Closed California ports affect at the provide chain
Christmas is over, but Santa didn’t bring an end to the strike between shippers and union dockworkers at several West Coast ports, despite calls from President Barack Obama and Los Angeles’ mayor, Antonio Villaraigosa to find one. (Calls to the union and management, that is, not calls to Santa.)
The strike began in November, as some 20,000 dockworkers have either walked off the job or held work slowdowns to protest outsourcing of clerical jobs, says the International Longshoremen and Warehouse Union (ILWU). Clerical workers walked out on November 27, and the longshoremen, which are represented by the same union, have refused to cross the picket lines.
The strike has affected seven of eight terminals at the Port of Los Angeles and three of six terminals at Port of Long Beach. The strike is having a ripple effect in the supply chain.
The National Retail Federation has asked President Obama to intervene, saying a 10-day West Coast lockout in 2002 cost the economy $1 billion per day, and supply chains took six months to recover.
In the meantime, many ships are being re-routed to other ports, including Mexico, where the goods are being offloaded and trucked into the United States. Other ships are still waiting to be offloaded, cargo sitting in containers, off the shores of Los Angeles and Long Beach.

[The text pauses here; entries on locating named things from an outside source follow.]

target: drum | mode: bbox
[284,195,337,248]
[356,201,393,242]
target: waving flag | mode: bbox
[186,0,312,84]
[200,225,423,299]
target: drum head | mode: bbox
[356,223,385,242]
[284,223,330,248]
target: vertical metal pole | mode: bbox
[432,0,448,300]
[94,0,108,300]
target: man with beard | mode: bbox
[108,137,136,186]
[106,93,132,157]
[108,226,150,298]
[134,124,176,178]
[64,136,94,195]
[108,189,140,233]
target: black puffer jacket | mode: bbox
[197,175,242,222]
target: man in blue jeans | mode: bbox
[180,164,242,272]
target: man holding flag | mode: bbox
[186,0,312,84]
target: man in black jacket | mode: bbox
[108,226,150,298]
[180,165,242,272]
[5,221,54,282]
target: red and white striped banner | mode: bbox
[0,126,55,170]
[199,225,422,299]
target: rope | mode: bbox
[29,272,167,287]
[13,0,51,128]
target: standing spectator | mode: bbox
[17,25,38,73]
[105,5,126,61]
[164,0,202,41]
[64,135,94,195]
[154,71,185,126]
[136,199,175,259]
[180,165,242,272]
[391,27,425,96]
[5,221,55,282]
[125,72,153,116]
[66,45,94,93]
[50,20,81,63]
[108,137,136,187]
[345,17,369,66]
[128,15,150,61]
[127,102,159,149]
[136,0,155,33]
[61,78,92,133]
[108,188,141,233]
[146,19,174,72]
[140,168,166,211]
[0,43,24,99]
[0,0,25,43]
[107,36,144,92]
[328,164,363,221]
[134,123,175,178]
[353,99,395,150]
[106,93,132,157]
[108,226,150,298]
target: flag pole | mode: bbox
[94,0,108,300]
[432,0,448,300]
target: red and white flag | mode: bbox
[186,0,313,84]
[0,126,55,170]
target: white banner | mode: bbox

We can’t imagine the supply chain problems this strike has caused suppliers and retailers. Millions of consumers have been, or will be, affected.
While order tracking capabilities can show whether shipments are in transit from the overseas manufacturer or on the way to the warehouse, they don’t tell you their spot in line at the four working terminals in the Los Angeles/Long Beach area. The only thing retailers and suppliers can do is watch the news for updates, and keep in touch with their logistics providers to see if their ships are heading for other ports, or if they’re still waiting in line.